Bills Could Schedule Additional Regular-Season Games In Toronto; Deal Expected Soon
Bills fans can "expect there to be more” regular season games in Toronto, as the Bills "want to strengthen their footprint” in Southern Ontario, according to Mark Gaughan of the BUFFALO NEWS. A finalized deal “eventually will be announced by November or December, at the latest.” Gaughan wrote, “All signs that I can see point to more than five regular season games over five years.” An extension of the Bills' deal with Rogers Communications to continue playing games in Toronto was approved by the NFL Int'l Committee in May. Because Toronto “doesn't want any exhibition games,” the way to “pump up the deal for the next five years” is to give more regular season games to Rogers. Gaughan: “Eight regular-season games over five years? A 2-1-2-1-2 scenario? Don't be surprised if it ends up something like that, give or take a game.” Meanwhile, a “subplot to the Toronto partnership is the Bills' season-ticket sales total" for ‘12. The 43,267 figure in '12 marks a 16% increase over ’11. However, the ‘11 total was “depressed by the lockout,” and the ‘12 total “came after the Bills had arguably the best spending offseason in their history,” including deals for DE Mario Williams, WR Stevie Johnson, DE Mark Anderson and RB Fred Jackson. Yet the ‘12 total “still is below” the 44,084 sold in '10, and “ranks seventh over the last 10 years” (BUFFALO NEWS, 9/16).

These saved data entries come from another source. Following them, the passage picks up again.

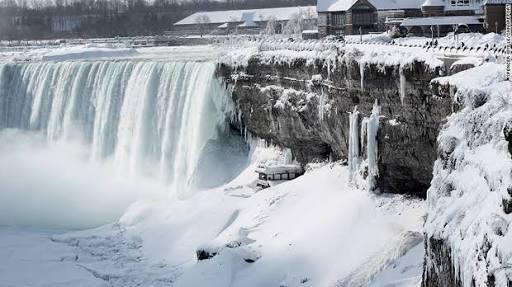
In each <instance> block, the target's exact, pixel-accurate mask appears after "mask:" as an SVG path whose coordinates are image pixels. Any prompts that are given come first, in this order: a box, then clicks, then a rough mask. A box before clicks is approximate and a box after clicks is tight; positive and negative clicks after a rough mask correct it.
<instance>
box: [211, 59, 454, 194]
mask: <svg viewBox="0 0 512 287" xmlns="http://www.w3.org/2000/svg"><path fill="white" fill-rule="evenodd" d="M345 58H347V57H345ZM441 73H442V71H441V70H440V68H436V69H430V68H429V67H428V66H427V65H426V64H425V63H423V62H412V63H411V64H409V65H406V66H403V67H400V66H398V65H396V66H382V65H376V64H366V65H364V66H363V67H360V65H359V63H358V60H357V59H356V58H355V57H354V58H353V59H351V58H347V60H345V61H344V62H339V63H336V64H334V65H333V64H331V65H329V64H327V63H324V62H322V61H317V62H316V63H315V64H313V65H307V64H306V61H305V60H304V61H302V60H296V61H294V62H293V63H292V64H272V65H269V64H264V63H262V61H260V60H259V59H258V58H257V57H253V58H252V59H251V60H250V61H249V64H248V65H247V66H246V67H231V66H227V65H223V64H221V65H220V66H219V68H218V71H217V75H218V77H222V78H224V79H225V80H226V81H227V82H228V83H229V84H231V85H232V87H233V99H234V101H235V103H236V106H237V109H238V112H239V115H238V123H237V124H238V126H239V128H240V129H242V130H246V131H247V132H249V133H251V134H253V135H255V136H257V137H259V138H262V139H265V140H267V141H269V142H272V143H273V144H277V145H280V146H283V147H288V148H290V149H291V150H292V152H293V155H294V157H296V158H297V159H298V160H299V161H300V162H301V163H307V162H310V161H313V160H324V159H327V158H329V157H330V158H332V159H335V160H339V159H346V158H347V151H348V142H349V112H351V111H353V109H354V107H355V106H357V107H358V110H359V112H360V113H361V115H362V117H368V116H369V115H370V114H371V111H372V106H373V104H374V103H375V101H376V100H377V101H378V102H379V104H380V106H381V119H380V128H379V140H378V142H379V160H378V163H379V179H378V186H379V187H380V189H381V190H383V191H386V192H393V193H405V194H413V195H418V196H425V193H426V190H427V188H428V186H429V184H430V180H431V178H432V166H433V163H434V161H435V159H436V150H437V144H436V138H437V135H438V132H439V129H440V126H441V124H442V123H443V122H444V121H445V119H446V117H447V116H448V115H450V114H451V113H452V112H453V109H454V108H455V107H453V105H452V101H451V98H450V97H444V98H442V97H437V96H434V95H433V93H432V87H431V85H430V81H431V79H433V78H436V77H439V75H440V74H441Z"/></svg>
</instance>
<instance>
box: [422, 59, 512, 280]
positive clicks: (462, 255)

STADIUM ISSUES STILL UP IN THE AIR: In Rochester, Leo Roth wrote of the Bills' likely agreement with Erie County for a one-year lease extension on Ralph Wilson Stadium, "Following an NFL trend, the Bills will help pay for improvements." But “given the dynamics of ownership, who pays what, how, for how long?" Roth: "Would a new owner not want a new stadium all together?” The Bills “could agree with the stipulation a new owner can’t move the club until the lease expires.” That decision “makes the team less desirable on the open market but it’s the right thing to do if public money is accepted, the right thing to do for their fans.” If the team wants a lease “with no strings attached, the Bills, like any company leasing a building and looking to grow, should pay for most if not all of the stadium renovations themselves, recoup the costs in the price tag of their business, and reap the additional revenue in the interim that the upgrades bring” (ROCHESTER DEMOCRAT & CHRONICLE, 9/16).